Dereck Lively: 2023 NBA Draft Scouting Report
After a rough start to his freshman season, Lively became one of the most important defenders in all of college basketball down the stretch. Can that carry over to the NBA?
After the conclusion of the first round of the NBA Playoffs, I sat down and penned a somewhat-rambling treatise on the value of rim-bound big men in today’s NBA. The link to that piece is below, and grapples with the challenges that come from playing a 5-man who cannot provide offensive impact for his team away from the basket.
The idea isn’t new, just getting played out in real-time during the NBA Playoffs. Versatility is a buzz word, and many of these screen-and-roll big men don’t provide any versatility on the offensive end.
When determining value, the matrix I tend to rely on discusses the intersection of versatility and impact.

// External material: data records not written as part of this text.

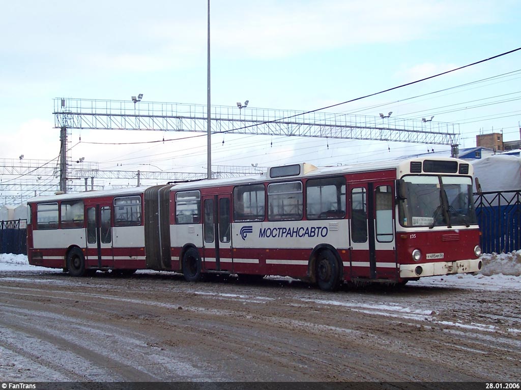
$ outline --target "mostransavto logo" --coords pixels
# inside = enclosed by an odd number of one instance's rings
[[[241,237],[242,237],[243,240],[246,240],[246,236],[249,233],[253,232],[253,227],[250,226],[243,226],[241,228]]]

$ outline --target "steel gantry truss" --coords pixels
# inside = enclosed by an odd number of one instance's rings
[[[454,123],[246,107],[212,106],[213,134],[373,140],[457,146]],[[57,98],[55,127],[206,132],[203,105]]]

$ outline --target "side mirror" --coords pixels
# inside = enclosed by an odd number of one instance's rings
[[[407,199],[407,185],[403,179],[398,179],[396,181],[396,197],[399,200]]]

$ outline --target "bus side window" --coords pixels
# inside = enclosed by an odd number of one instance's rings
[[[108,244],[112,242],[112,235],[110,230],[110,207],[108,206],[101,208],[101,229],[100,230],[101,242]]]
[[[393,241],[392,193],[390,186],[380,186],[375,191],[376,239],[380,242]]]
[[[345,216],[345,179],[310,179],[306,183],[308,219],[341,219]]]
[[[185,191],[176,194],[176,223],[199,224],[201,220],[201,192]]]
[[[233,189],[233,220],[264,220],[266,209],[264,186],[238,186]]]
[[[367,241],[367,197],[365,188],[351,190],[351,238],[354,242]]]
[[[300,220],[302,219],[302,183],[290,181],[268,186],[268,220]]]
[[[62,229],[83,227],[83,201],[64,201],[61,202],[60,208],[61,211]]]
[[[87,242],[95,244],[96,239],[96,207],[87,209]]]
[[[139,195],[114,198],[114,226],[141,224],[141,197]]]
[[[58,203],[43,203],[36,207],[39,229],[58,228]]]

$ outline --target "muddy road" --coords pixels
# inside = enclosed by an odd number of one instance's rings
[[[521,381],[519,289],[0,274],[0,378]]]

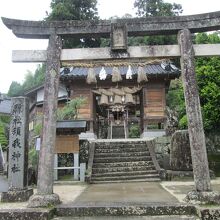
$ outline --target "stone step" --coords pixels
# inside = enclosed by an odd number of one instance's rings
[[[138,175],[158,175],[156,170],[142,170],[142,171],[127,171],[127,172],[105,172],[105,173],[94,173],[92,172],[92,178],[96,177],[120,177],[120,176],[138,176]]]
[[[105,143],[96,143],[95,149],[113,149],[113,148],[146,148],[146,144],[140,144],[140,143],[123,143],[123,142],[105,142]]]
[[[106,219],[104,216],[115,217],[123,216],[125,219],[127,216],[167,216],[170,217],[172,215],[197,215],[196,207],[187,204],[169,204],[169,203],[113,203],[113,204],[105,204],[105,203],[76,203],[76,204],[61,204],[56,207],[57,216],[103,216],[102,219]],[[96,218],[94,218],[96,219]],[[116,218],[117,219],[117,218]],[[127,219],[127,218],[126,218]],[[176,218],[181,219],[179,217]]]
[[[117,152],[117,153],[95,153],[94,158],[106,157],[139,157],[150,156],[149,152]]]
[[[109,184],[109,183],[139,183],[139,182],[160,182],[161,179],[160,178],[143,178],[143,179],[126,179],[126,180],[122,180],[122,179],[118,179],[118,180],[104,180],[104,181],[92,181],[91,180],[91,184]]]
[[[95,153],[116,153],[116,152],[149,152],[144,147],[114,147],[114,148],[96,148]]]
[[[114,163],[114,162],[135,162],[135,161],[151,161],[150,156],[139,157],[105,157],[94,158],[93,163]]]
[[[113,168],[113,167],[137,167],[137,166],[153,166],[153,161],[130,161],[130,162],[108,162],[93,163],[93,168]]]
[[[125,220],[125,216],[109,216],[107,220]],[[196,216],[189,215],[154,215],[154,216],[126,216],[126,220],[199,220]],[[102,216],[89,217],[55,217],[53,220],[103,220]]]
[[[141,170],[155,170],[154,166],[133,166],[133,167],[100,167],[93,168],[92,173],[106,173],[106,172],[129,172],[129,171],[141,171]]]
[[[51,208],[0,209],[0,220],[49,220],[54,216]]]
[[[91,178],[91,182],[95,181],[95,182],[98,182],[98,181],[117,181],[117,180],[132,180],[132,179],[135,179],[135,180],[138,180],[138,179],[160,179],[159,178],[159,174],[145,174],[145,175],[133,175],[133,176],[129,176],[129,175],[126,175],[126,176],[106,176],[106,177],[93,177],[92,175],[92,178]]]

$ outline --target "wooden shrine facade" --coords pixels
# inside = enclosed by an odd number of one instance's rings
[[[177,17],[119,19],[114,21],[22,21],[2,18],[17,37],[49,39],[46,51],[15,51],[15,62],[46,62],[43,140],[40,150],[37,195],[29,206],[57,204],[53,194],[53,152],[56,138],[56,109],[60,63],[130,61],[147,58],[180,57],[188,118],[188,131],[195,190],[198,198],[212,196],[199,93],[195,75],[195,56],[219,56],[220,45],[193,45],[192,33],[220,29],[220,11]],[[128,36],[177,34],[178,45],[128,47]],[[62,38],[108,37],[111,47],[65,49]],[[211,192],[211,193],[210,193]],[[205,194],[203,194],[205,193]],[[40,195],[40,198],[39,198]],[[52,196],[52,197],[51,197]],[[194,194],[189,194],[193,200]],[[50,198],[48,200],[48,198]],[[195,196],[194,196],[195,198]],[[219,195],[218,195],[219,198]],[[45,202],[49,201],[49,202]]]

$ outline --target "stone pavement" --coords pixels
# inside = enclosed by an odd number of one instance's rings
[[[1,178],[2,180],[2,178]],[[3,179],[5,181],[5,179]],[[3,182],[1,182],[3,186]],[[61,206],[75,205],[106,205],[106,204],[153,204],[153,205],[184,205],[183,198],[188,191],[193,189],[192,181],[166,181],[166,182],[142,182],[142,183],[113,183],[113,184],[75,184],[75,183],[62,183],[55,184],[54,192],[59,194],[62,201]],[[220,178],[212,180],[213,190],[220,191]],[[185,204],[186,205],[186,204]],[[15,210],[20,209],[26,212],[27,202],[22,203],[0,203],[0,213],[2,210]],[[1,214],[0,214],[1,215]],[[168,216],[126,216],[126,219],[137,220],[160,220],[167,219]],[[0,218],[1,219],[1,218]],[[56,217],[55,220],[101,220],[101,219],[125,219],[125,217],[112,217],[112,216],[96,216],[96,217]],[[198,219],[197,217],[189,217],[182,215],[181,217],[169,216],[170,220],[174,219]]]
[[[89,185],[76,200],[79,203],[178,202],[178,200],[164,190],[158,182],[92,184]]]

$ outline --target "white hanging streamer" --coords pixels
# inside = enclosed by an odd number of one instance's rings
[[[132,79],[131,65],[128,66],[128,71],[126,73],[126,79]]]
[[[99,72],[99,78],[100,78],[100,80],[105,80],[106,77],[107,77],[107,74],[106,74],[105,68],[102,67],[102,69]]]

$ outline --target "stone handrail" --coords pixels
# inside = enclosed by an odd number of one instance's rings
[[[92,176],[92,166],[93,166],[93,159],[94,159],[94,153],[95,153],[95,142],[89,143],[89,160],[88,160],[88,169],[86,174],[86,181],[90,182],[91,176]]]

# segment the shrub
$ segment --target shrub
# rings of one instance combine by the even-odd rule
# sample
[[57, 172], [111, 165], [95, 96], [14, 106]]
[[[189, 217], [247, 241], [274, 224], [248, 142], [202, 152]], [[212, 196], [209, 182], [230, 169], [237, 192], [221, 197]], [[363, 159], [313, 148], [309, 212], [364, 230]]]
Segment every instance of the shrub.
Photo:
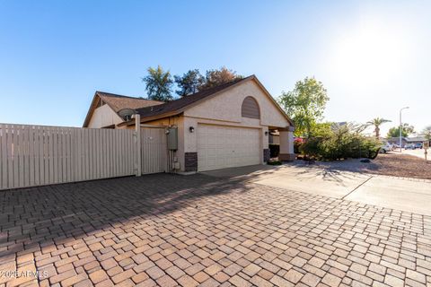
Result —
[[366, 138], [351, 125], [334, 126], [327, 135], [312, 137], [302, 144], [303, 154], [316, 160], [337, 161], [348, 158], [371, 158], [377, 156], [382, 144]]
[[271, 158], [277, 158], [280, 153], [280, 144], [269, 144], [269, 154]]
[[281, 162], [280, 161], [269, 161], [267, 162], [267, 164], [268, 165], [282, 165], [283, 162]]

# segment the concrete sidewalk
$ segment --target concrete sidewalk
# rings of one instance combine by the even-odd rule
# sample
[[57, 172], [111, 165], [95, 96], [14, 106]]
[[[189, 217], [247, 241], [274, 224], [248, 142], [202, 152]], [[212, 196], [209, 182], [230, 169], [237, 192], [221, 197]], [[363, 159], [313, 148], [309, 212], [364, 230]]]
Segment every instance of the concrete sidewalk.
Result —
[[252, 166], [206, 172], [221, 178], [431, 215], [431, 180], [315, 167]]

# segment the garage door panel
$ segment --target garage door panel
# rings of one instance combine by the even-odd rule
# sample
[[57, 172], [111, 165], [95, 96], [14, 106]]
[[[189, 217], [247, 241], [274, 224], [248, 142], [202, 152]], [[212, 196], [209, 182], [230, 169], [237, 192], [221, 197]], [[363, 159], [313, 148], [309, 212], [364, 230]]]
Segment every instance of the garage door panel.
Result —
[[256, 128], [198, 125], [198, 170], [259, 164], [259, 131]]

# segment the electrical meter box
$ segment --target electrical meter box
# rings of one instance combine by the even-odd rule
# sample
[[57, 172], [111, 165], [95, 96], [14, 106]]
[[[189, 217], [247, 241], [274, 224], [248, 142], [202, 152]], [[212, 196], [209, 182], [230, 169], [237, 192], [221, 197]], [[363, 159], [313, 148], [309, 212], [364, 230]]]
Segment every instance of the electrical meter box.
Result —
[[168, 127], [168, 150], [178, 150], [178, 127]]

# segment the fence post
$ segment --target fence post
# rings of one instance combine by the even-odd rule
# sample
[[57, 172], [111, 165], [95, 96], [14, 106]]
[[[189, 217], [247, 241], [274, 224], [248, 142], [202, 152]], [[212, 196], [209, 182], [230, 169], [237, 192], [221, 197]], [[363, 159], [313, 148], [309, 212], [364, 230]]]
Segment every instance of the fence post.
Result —
[[136, 136], [136, 177], [140, 177], [142, 174], [142, 149], [141, 149], [141, 116], [139, 114], [135, 115], [135, 135]]

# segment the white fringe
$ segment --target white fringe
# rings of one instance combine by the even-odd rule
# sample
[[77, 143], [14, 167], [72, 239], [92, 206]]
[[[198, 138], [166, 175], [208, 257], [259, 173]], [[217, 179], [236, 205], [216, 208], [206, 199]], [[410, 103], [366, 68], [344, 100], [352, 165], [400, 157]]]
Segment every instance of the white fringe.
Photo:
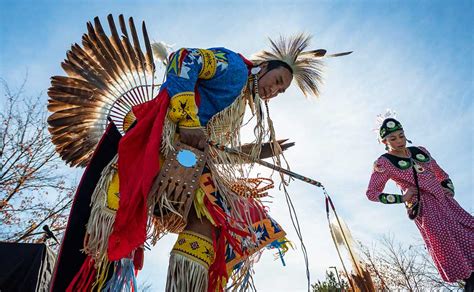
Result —
[[167, 292], [206, 292], [208, 281], [208, 270], [203, 265], [171, 252], [166, 279]]
[[107, 261], [107, 246], [109, 235], [115, 221], [116, 212], [107, 207], [107, 191], [116, 169], [118, 155], [104, 168], [91, 198], [91, 215], [86, 227], [84, 252], [90, 255], [98, 268], [102, 262]]

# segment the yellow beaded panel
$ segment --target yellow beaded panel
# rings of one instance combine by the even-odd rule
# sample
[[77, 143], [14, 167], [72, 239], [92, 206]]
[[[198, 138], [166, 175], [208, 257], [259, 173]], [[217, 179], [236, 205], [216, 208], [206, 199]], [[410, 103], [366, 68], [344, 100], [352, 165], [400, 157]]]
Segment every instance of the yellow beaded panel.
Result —
[[198, 49], [202, 56], [202, 68], [199, 72], [199, 78], [211, 79], [216, 74], [217, 60], [211, 50]]
[[180, 127], [197, 128], [201, 126], [197, 116], [198, 108], [194, 100], [194, 92], [185, 91], [175, 94], [170, 101], [168, 116]]
[[122, 129], [124, 132], [127, 132], [130, 126], [137, 120], [135, 115], [133, 114], [133, 111], [130, 110], [125, 117], [123, 118], [123, 124], [122, 124]]
[[196, 261], [206, 269], [214, 261], [212, 241], [201, 234], [183, 231], [179, 234], [172, 252], [179, 253], [190, 260]]
[[119, 200], [119, 179], [118, 172], [116, 171], [107, 189], [107, 208], [113, 211], [117, 211]]

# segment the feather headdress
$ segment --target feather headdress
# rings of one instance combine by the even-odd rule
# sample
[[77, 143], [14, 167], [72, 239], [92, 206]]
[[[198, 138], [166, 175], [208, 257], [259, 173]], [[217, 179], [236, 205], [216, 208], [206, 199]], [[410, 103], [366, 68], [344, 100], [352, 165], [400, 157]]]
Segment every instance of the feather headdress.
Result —
[[349, 55], [352, 52], [326, 55], [326, 50], [305, 51], [309, 46], [311, 36], [299, 34], [286, 38], [280, 36], [276, 41], [270, 39], [271, 51], [261, 51], [252, 56], [256, 64], [280, 60], [288, 64], [293, 70], [296, 84], [305, 96], [319, 96], [319, 86], [322, 82], [323, 58]]

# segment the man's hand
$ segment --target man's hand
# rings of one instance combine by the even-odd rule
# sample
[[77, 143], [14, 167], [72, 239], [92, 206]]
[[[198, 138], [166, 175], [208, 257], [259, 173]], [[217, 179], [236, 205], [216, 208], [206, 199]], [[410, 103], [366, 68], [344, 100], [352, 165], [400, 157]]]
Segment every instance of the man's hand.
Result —
[[403, 202], [410, 202], [414, 195], [418, 192], [415, 188], [408, 188], [403, 195]]
[[199, 150], [207, 146], [207, 136], [202, 128], [179, 128], [181, 142]]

The most impactful big men end up in the top right quadrant, where they’re both versatile and impactful. That versatility comes in their role on offense, where they play on the floor, and how many different schemes they can unlock on defense.
Those guys aren’t necessarily easy to spot — they’re really rare and often take time to develop at the next level. But they’re not very controversial in terms of roster construction. I’m thinking of guys like Anthony Davis and Pascal Siakam here, who can play either the 4 or the 5 at an All-Star level and fit in different types of defensive schemes.
The real debate comes in on the top left or bottom right quadrants. What is better: a big man who can have a positive impact in one specific way, or a versatile piece who really blends in and isn’t incredibly good at one thing?
I first saw Dereck Lively play in January of 2020 when I made a recruiting visit to see a practice at Westtown School. I was recruiting a teammate of Lively’s and knew I’d be in for a thrilling practice. Lively, a sophomore, caught my eye with his fluid movements and insane burst. Two years later, he was positioned as the top player in the entire high school recruiting class.
Upon arriving at Duke, Lively struggled. The beginning of his freshman campaign, as highly touted as he was, was not pretty. Duke’s tough non-conference schedule exposed him early, and Lively did not look the part of a one-and-done, let alone a top player in the class. He struggled with foul trouble, wasn’t pristine with positioning, and didn’t have enough offensive skill to mitigate those issues.
Bigs take longer to adjust to NBA spacing and rules — generally, it’s a two-year process to become an adequate rim protector. The same learning curve takes place in college as well, and we saw that throughout Lively’s freshman year.
By late January, Lively was much sharper on defense and could stay on the floor for prolonged stretches. From January 21st to the end of the year, Lively averaged 6.4 points, 7.3 rebounds, 3.0 blocks, and shot 69% from the field while playing 25 minutes a night. Duke was 14-4 in that span.
We saw the best and worst versions of Lively this year. The worst version is a player who is timid on offense, doesn’t know how to make an impact on that end, and wasn’t disciplined enough on defense to make up for it. The best version of him was paired with lob-throwing ball handlers on offense and was swatting or outright deterring shots at the hoop.
NBA teams are hopeful they can get the latter version of Lively on a nightly basis. He’s a really nice kid — perhaps too nice — and has flashes of defensive dominance. But he does have a long way to go on the offensive end of the floor to make an impact other than throwing down lobs.